Остальное известно.
Теперь нас караулили так, что всякая возможность побега исключалась. Решение нашей судьбы не могло быть ни долгим, ни вызывающим сомнение — нам осталось только, как говорится, писать прощальные письма родным!
Прежде всего я осмотрел комнату, служившую нам тюрьмой. Она занимала половину нижнего этажа невысокого дома. Два окна, одно против другого, выходили переднее — на улицу, заднее — во двор.
Из этого самого дома мы, несомненно, выйдем только сопровожденными на смертную казнь.
И долго ждать нам не придется, ни господину Жану, над которым тяготело двойное обвинение — в оскорблении действием офицера и в дезертирстве в военное время, ни мне, обвиняемом в сообщничестве и, вероятно, в шпионаже, из-за того что я француз.
Я услышал, как господин Жан прошептал:
— Теперь это уже конец!
Я ничего не ответил. Признаюсь, моя уверенность в себе сильно пошатнулась, положение казалось отчаянным.

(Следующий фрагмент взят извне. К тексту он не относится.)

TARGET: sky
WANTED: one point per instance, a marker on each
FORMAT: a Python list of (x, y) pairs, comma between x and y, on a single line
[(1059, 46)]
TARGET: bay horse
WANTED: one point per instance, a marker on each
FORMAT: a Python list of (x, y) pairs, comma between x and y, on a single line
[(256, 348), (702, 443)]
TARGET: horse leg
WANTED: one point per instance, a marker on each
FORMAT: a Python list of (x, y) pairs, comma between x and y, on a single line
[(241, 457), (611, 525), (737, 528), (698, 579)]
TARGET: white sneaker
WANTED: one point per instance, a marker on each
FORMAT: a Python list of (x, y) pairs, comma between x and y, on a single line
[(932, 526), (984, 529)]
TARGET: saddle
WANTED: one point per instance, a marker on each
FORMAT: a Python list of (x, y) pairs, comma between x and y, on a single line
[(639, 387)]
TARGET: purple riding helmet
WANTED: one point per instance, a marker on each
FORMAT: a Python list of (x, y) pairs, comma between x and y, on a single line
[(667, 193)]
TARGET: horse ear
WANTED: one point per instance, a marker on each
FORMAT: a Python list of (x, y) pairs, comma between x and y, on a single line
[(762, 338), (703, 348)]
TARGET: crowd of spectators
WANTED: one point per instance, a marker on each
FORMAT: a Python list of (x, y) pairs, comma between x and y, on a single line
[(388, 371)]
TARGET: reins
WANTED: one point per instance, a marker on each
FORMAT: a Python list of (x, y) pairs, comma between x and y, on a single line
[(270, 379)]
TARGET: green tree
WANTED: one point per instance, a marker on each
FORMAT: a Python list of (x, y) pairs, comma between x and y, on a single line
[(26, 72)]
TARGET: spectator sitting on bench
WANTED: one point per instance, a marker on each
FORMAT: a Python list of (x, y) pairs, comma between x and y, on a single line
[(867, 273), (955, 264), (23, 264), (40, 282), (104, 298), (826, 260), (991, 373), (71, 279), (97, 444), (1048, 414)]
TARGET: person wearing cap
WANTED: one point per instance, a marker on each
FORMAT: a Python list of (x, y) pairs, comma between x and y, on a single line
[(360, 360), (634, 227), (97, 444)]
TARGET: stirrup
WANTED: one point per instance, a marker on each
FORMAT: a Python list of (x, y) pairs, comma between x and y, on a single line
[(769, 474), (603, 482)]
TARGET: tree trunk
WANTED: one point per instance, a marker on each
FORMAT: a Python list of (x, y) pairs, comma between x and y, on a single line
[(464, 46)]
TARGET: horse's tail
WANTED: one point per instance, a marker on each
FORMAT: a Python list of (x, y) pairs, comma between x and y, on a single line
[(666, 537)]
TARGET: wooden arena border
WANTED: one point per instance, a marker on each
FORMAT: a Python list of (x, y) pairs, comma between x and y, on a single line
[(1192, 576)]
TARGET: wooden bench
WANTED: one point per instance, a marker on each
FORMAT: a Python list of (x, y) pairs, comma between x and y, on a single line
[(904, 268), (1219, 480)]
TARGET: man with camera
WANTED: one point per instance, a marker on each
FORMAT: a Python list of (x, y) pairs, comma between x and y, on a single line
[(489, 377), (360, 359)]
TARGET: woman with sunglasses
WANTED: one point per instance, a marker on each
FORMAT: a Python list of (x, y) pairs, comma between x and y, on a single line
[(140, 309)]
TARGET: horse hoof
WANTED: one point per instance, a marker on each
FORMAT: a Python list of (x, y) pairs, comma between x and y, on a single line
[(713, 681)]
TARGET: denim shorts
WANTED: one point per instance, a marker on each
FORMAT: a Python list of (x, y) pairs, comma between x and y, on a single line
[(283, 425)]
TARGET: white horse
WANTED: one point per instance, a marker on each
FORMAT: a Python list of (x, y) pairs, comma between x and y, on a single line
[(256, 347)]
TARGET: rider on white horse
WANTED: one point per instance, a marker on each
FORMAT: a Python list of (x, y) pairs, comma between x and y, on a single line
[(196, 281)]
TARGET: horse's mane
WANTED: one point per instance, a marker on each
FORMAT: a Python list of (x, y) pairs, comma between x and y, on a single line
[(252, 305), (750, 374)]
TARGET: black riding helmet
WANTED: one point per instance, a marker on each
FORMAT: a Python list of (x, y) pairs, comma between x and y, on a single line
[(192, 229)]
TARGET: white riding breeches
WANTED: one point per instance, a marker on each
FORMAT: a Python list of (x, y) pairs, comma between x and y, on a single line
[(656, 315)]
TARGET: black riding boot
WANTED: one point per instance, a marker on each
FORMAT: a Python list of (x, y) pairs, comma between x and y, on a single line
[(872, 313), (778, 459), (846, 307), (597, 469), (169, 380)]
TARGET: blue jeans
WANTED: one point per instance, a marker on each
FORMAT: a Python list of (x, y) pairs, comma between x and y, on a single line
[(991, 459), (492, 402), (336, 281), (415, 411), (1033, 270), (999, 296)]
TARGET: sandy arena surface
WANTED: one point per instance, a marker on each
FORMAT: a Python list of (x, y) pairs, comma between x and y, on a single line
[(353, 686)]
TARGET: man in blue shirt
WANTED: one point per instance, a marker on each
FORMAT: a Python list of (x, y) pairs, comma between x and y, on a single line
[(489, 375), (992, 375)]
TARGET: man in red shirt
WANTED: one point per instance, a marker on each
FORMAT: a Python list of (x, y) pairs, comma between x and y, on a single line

— Да, это конец! — повторил господин Жан. — Но все это не важно, если моя мать, если Марта, если все те, кого мы любим, окажутся в безопасности! Однако что будет с ними без нас? Неужто они еще в деревне, в руках австрийцев?
Фактически, если предположить, что их не увели оттуда, нас с ними разделяло очень малое расстояние. Между Лакруа-о-Буа и Лонгве — не более чем полторы мили. Только бы весть о нашем аресте не дошла до них!
Именно об этом я все время думал, именно этого я страшился более всего. Это явилось бы смертельным ударом для госпожи Келлер. Да! Я даже начинал уже желать, чтобы австрийцы увели их к своим аванпостам по другую сторону Аргонского леса. Но госпожа Келлер была почти нетранспортабельна, и если ее заставят отправиться в дорогу, если за ней не будет ухода…
Прошла ночь, не принесшая никаких перемен в нашем положении. Какие грустные мысли приходят в голову, когда близка смерть! В одно мгновение перед вашими глазами проходит вся жизнь!
Надо еще добавить, что нас очень мучил голод, поскольку в течение двух дней мы питались одними каштанами. Никто даже и не подумал принести нам поесть. Черт побери! Мы стоили этому мерзавцу Буху тысячу флоринов, за эту цену он мог бы и покормить нас!
Правда, мы его больше не видели. Он конечно же отправился известить пруссаков о нашей поимке. Тут я подумал, что на это потребуется время. Караулят нас австрийцы, но произнести нам приговор должны пруссаки. Либо они придут в Лонгве, либо мы будем доставлены в их штаб-квартиру. Это повлечет за собой всякие задержки, если только не случится приказа казнить нас в Лонгве. Но как бы там ни было, морить голодом нас не следовало.
Утром, около 7 часов, дверь распахнулась. Маркитант в длинной блузе принес миску супа — какую-то воду, или почти воду, вместо бульона с накрошенным туда хлебом. Качество здесь заменялось количеством. Но мы не могли привередничать, а я был так голоден, что в мгновение ока проглотил и эту жалкую похлебку.
Мне хотелось порасспросить маркитанта, узнать от него, что делается в Лонгве и особенно в Лакруа-о-Буа, нет ли разговоров о приближении пруссаков, намереваются ли они взять это ущелье, чтобы пройти через Аргонский лес, наконец — каково общее положение дел. Но я недостаточно хорошо знал немецкий язык, чтобы меня понимали и чтобы понимать самому. А господин Жан, погруженный в свои мысли, хранил молчание. Да я бы и не позволил себе отвлечь его. Так что поговорить с этим человеком не удалось.
В то утро не произошло ничего нового. За нами зорко следили. Однако нам разрешили совершить прогулку по маленькому дворику, где нас, больше с любопытством, чем с приязнью, надо думать, разглядывали австрийцы. Я старался бодриться перед ними. А потому ходил, засунув руки в карманы и насвистывая самые бодрые марши Королевского пикардийского.